Summer is a rejuvenating time of the year. Warm temps, endless sunshine and fun with family and friends fill our days. One of my favorite hobbies is gardening. In our northern climate, we have a short growing season and I want to make the most of it.
Why grow a garden? So many reasons but here are a just a few:
- exercise…as gardening can truly be a workout
- relaxation…as there is nothing better that digging in the dirt
- producing your food and knowing how it was produced
- teaching life skills to your children
- creating cooking master pieces from your hard work
You will find gardens of all different sizes. Some people produce enough to eat fresh as it matures and ripens. Others work to grow enough to feed their family and the neighborhood throughout the year until the next growing season. I have always strived to produce enough for my family for the year as long as I have had space. There is nothing better in the dead of winter than something I canned or froze versus something bought from the store. You can still taste a little bit of summer.
There are a number of ways to preserve your summer bounty. I use a variety of methods. Whichever method you choose, we recommend that you follow all preserving recommendations. I’ve shared my most used methods below, but don’t rule out unique ones like freeze-drying or preserving in oils!

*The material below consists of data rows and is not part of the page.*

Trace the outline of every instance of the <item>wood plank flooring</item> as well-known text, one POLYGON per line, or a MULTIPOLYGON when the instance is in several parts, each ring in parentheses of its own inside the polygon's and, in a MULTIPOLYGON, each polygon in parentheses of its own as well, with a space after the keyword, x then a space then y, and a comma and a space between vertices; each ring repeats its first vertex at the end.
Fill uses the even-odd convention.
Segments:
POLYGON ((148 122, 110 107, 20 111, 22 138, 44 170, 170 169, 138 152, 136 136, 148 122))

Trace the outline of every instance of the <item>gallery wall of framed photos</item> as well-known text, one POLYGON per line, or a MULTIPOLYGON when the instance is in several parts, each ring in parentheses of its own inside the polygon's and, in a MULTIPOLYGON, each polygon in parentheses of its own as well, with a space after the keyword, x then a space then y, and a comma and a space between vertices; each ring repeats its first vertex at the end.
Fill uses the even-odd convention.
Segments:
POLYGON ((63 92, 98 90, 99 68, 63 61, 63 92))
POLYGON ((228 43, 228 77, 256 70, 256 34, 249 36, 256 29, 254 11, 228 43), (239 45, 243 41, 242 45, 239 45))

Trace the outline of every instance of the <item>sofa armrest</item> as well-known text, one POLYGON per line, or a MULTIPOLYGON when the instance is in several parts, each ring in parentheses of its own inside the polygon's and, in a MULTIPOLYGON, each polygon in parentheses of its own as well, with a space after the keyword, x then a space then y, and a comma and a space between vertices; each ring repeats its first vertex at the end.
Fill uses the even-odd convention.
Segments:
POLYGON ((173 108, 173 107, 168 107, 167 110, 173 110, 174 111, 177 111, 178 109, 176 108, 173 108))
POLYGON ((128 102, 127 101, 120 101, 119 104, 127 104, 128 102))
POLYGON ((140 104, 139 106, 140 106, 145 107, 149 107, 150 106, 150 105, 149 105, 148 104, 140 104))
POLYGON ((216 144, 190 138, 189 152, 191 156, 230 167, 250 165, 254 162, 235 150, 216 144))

FREEZING–Freezing is simple enough in that you prep your produce by blanching and place in a freezer bag or vacuum seal. Produce will last from three months to a year.
CANNING–Canning takes a few more supplies than freezing as you need a canning kettle, jars, lids, rings, etc. which take more room to store when not in use. However canned produce can last indefinitely if kept in good condition and that has true merit.
DRYING–Yes both fruits, vegetables, and herbs can be dried with a food dehydrator for preservation. Again offering another storage option. Shelf life is about 8-10 years in the right conditions.
The longer a person invests the time in food preservation you will find your favorite methods and the ones that work best for you. I encourage you to experiment and try a new method now and then. You will be blessed with a healthy food supply in the months we can’t grow.